Just wondered if someone could help me with a small query.
Up to a few months ago I was using the method below to retrieve a list of files in a folder and I used the Finder to sort it by name.
tell application "Finder"
set thisFolder to choose folder with prompt "Choose the folder containing the PDFs to rename:"
set theItems to every file of thisFolder
set theItems to (theItems sort by name)
end tell
I’ve recently been using set theItems to paragraphs of (do shell script "ls " & p) to get a folders contents which has worked fine apart from one slight niggle.

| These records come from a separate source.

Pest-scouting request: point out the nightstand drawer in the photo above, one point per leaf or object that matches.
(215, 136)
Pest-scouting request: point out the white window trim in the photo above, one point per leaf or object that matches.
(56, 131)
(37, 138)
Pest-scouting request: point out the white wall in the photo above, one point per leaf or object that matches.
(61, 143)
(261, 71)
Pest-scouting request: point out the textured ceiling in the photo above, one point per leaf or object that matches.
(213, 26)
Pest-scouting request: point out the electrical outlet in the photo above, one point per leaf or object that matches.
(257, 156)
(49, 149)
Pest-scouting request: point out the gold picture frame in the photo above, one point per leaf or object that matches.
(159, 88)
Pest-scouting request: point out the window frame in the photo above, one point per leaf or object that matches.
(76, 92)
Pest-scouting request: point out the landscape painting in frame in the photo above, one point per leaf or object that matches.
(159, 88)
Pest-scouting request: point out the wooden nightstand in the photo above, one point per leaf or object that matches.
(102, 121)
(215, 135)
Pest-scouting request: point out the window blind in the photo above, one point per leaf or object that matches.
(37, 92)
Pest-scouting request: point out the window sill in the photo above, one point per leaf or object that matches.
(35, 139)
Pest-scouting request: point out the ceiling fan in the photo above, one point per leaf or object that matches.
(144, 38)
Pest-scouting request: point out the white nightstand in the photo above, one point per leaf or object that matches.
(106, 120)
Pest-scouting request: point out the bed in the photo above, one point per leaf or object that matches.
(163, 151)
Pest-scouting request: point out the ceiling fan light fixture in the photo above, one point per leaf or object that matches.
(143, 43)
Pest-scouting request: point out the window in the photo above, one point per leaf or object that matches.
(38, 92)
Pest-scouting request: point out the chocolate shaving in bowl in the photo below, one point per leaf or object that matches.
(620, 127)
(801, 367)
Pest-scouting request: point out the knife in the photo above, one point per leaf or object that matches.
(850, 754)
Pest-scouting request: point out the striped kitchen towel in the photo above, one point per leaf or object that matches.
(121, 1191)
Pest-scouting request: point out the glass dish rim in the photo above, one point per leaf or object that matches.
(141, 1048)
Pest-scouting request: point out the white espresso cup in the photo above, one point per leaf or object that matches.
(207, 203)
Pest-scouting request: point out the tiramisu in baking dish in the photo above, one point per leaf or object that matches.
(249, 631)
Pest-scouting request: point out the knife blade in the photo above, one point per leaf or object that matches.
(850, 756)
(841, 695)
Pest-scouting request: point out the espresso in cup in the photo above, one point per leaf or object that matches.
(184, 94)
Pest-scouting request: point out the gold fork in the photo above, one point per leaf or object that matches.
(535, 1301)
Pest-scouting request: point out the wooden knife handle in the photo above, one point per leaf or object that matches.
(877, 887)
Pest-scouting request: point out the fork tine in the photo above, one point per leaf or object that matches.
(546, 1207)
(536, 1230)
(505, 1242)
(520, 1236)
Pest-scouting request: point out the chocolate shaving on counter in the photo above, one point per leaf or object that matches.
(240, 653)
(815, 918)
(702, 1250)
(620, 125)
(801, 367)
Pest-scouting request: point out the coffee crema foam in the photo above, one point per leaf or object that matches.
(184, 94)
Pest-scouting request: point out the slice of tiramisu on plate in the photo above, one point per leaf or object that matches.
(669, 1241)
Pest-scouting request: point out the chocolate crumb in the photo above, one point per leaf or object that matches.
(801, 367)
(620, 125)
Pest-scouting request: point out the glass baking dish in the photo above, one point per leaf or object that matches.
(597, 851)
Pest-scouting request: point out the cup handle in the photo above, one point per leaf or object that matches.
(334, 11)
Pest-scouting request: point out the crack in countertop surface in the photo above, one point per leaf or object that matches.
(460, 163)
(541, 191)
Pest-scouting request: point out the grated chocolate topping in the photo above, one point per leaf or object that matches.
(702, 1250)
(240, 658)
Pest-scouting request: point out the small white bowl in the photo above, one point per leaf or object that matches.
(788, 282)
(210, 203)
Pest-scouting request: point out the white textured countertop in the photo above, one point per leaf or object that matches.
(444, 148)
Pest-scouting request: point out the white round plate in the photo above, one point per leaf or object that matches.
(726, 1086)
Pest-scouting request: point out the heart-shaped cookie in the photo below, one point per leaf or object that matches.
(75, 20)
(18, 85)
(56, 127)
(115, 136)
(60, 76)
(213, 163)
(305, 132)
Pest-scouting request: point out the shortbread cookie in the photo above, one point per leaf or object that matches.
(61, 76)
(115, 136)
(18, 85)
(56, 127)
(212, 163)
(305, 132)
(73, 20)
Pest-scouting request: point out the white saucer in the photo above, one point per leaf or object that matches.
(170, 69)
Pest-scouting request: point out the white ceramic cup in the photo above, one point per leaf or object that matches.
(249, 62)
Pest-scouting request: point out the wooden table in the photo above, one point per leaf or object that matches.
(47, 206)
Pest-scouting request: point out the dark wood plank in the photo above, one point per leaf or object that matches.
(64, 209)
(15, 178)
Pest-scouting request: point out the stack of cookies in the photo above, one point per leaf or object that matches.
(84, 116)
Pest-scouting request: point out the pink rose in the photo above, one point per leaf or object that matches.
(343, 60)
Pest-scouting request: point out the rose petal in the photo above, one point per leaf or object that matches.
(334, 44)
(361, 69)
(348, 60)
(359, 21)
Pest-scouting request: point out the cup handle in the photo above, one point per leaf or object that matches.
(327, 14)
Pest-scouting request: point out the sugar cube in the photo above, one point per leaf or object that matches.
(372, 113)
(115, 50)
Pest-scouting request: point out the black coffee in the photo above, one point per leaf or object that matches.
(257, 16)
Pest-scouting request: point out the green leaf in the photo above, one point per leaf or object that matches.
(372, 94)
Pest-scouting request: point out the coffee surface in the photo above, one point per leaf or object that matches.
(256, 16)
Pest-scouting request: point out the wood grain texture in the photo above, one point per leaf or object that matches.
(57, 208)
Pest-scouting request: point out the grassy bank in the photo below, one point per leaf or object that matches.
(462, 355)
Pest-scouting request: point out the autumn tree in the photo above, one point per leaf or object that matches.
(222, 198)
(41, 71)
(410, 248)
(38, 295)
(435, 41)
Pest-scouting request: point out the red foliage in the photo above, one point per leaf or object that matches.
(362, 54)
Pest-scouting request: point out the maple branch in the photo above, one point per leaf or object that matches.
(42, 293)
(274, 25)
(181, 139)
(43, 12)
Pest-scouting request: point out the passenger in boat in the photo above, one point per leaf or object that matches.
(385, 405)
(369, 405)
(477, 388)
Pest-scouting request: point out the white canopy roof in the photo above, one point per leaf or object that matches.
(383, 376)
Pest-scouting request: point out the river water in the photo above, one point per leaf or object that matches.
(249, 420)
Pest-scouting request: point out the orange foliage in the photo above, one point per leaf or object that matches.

I realise the returned results are different in each method however, I wondered, what would be the best way to sort the returned list by name as in the above example?
If someone could give me some pointers I’d be grateful.
If I have 1000 files in a folder named file1, file2, file3 … file998, file999, file1000 etc, when using the ls command the returned list comes back file1, file11, file12, file13, file14 etc not file1, file2, file3, file4…
It’s not listed ‘naturally’ ?
Given a simple list with a common nomenclature.
file 1.ai
file 2.ai
file 3.ai
file 4.ai
file 5.ai
file 6.ai
file 7.ai
file 8.ai
file 9.ai
file 10.ai
file 11.ai
An ls does return: file 1.ai file 11.ai, file 2.ai, etc.
If we push it into a ls | sort we get similar results: file 1.ai file 11.ai, file 2.ai, etc.
If we use a key on the sort (and this is where the common convention is necessary) we can sort on a given part of the return. ls | sort -k2 -n returns: file 1.ai, file 2.ai, file 3.ai,. file 10.ai, etc.
List files | sort on the second key numerically. Optionally you could add -r to reverse the sort.